I bambini, sia i maschi che le femmine, hanno bisogno non solo di una mamma ma anche di un papà. Oggi ci sono problemi sempre più grossi nella società per la mancanza di modelli. Perché c’è tanto aumento di omosessualità? Perché in sempre più famiglie mancano i modelli. I maschi hanno bisogno di capire cosa vuol dire essere un uomo: se vivono sotto l’influenza solo di donne (e a scuola questo succede sempre di più), è chiaro che non avranno le idee chiare su cosa voglia dire essere uomini. E la TV non propone loro degli esempi sempre raccomandabili: se devono scegliere tra Arnold Schwarzenegger e Michael Jackson …! Hanno bisogno del papà per vedere cosa vuol dire essere maschi, e soprattutto uomini di Dio che Lo amano e Lo temono. Ma anche le bambine hanno bisogno di capire cosa vuol dire essere uomini: quando verrà il momento per scegliersi un marito, dovranno avere le idee chiare su come debba essere un uomo cristiano. I figli hanno dunque bisogno del contatto e dell’attenzione del padre, e non solo della madre.
Non tutti uguali
Un ultimo principio chiave è che ogni figlio è un individuo: non possiamo trattarli tutti allo stesso modo. Piuttosto dobbiamo studiare e conoscere i nostri figli come persone. Anche i gemelli, pur essendo uguali fisicamente, dimostrano spesso due caratteri diversi. Ognuno di noi ha la propria personalità: ciò che va bene per un’altra persona non va bene per noi. Così anche i nostri figli vogliono e hanno bisogno di essere trattati come individui.

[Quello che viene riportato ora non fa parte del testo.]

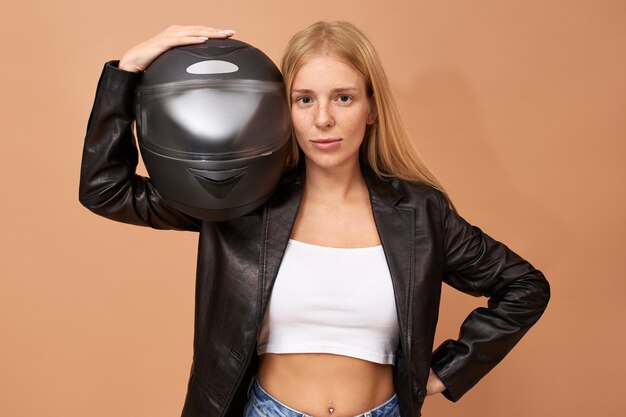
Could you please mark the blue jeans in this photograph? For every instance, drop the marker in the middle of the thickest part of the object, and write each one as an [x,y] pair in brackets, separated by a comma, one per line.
[261,404]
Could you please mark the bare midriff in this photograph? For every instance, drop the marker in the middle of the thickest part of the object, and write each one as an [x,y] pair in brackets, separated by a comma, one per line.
[325,385]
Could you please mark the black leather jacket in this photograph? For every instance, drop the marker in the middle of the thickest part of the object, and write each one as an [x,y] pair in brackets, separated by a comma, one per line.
[425,244]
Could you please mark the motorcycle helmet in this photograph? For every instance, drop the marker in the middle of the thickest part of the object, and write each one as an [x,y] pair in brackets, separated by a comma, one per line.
[213,127]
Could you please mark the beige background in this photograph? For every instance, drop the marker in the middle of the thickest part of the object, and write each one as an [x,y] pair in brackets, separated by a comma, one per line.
[518,106]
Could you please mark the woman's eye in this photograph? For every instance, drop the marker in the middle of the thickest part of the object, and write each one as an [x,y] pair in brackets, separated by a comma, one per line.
[304,100]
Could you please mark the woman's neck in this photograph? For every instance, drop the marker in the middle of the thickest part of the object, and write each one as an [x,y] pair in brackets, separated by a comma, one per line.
[337,184]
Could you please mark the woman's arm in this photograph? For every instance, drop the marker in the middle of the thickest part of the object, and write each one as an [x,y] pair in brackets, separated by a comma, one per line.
[109,185]
[518,294]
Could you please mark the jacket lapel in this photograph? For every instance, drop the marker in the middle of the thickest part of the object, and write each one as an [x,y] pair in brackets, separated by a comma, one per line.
[278,219]
[396,227]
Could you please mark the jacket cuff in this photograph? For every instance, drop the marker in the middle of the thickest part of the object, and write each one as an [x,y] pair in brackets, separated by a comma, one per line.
[120,82]
[442,363]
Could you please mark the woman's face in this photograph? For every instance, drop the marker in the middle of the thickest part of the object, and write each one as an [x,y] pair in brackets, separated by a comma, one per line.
[330,109]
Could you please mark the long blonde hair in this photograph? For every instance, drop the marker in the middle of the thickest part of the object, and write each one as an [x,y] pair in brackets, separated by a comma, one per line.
[386,147]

La Bibbia dice: “Ammaestra il fanciullo sulla via che [egli] deve seguire”. Ci sono nella Parola di Dio dei princìpi universali uguali per tutti, ma al di là di questi non possiamo trattare tutti allo stesso modo. Anche per quel che riguarda la correzione e la disciplina, abbiamo bisogno di trattare i bambini diversamente. Ci sono alcuni ai quali fa un grande effetto un rimprovero, altri invece a cui non fa né caldo né freddo e bisogna usare le maniere forti. Occorre studiare e capire la personalità e il carattere dei nostri figli per poterli guidare come individui.
Se impostiamo la nostra vita familiare su questi principi della Parola di Dio, sarà veramente “fondata sulla roccia” e in grado di resistere a tutte le tempeste e alle inondazioni che il mondo le potrà mandare contro.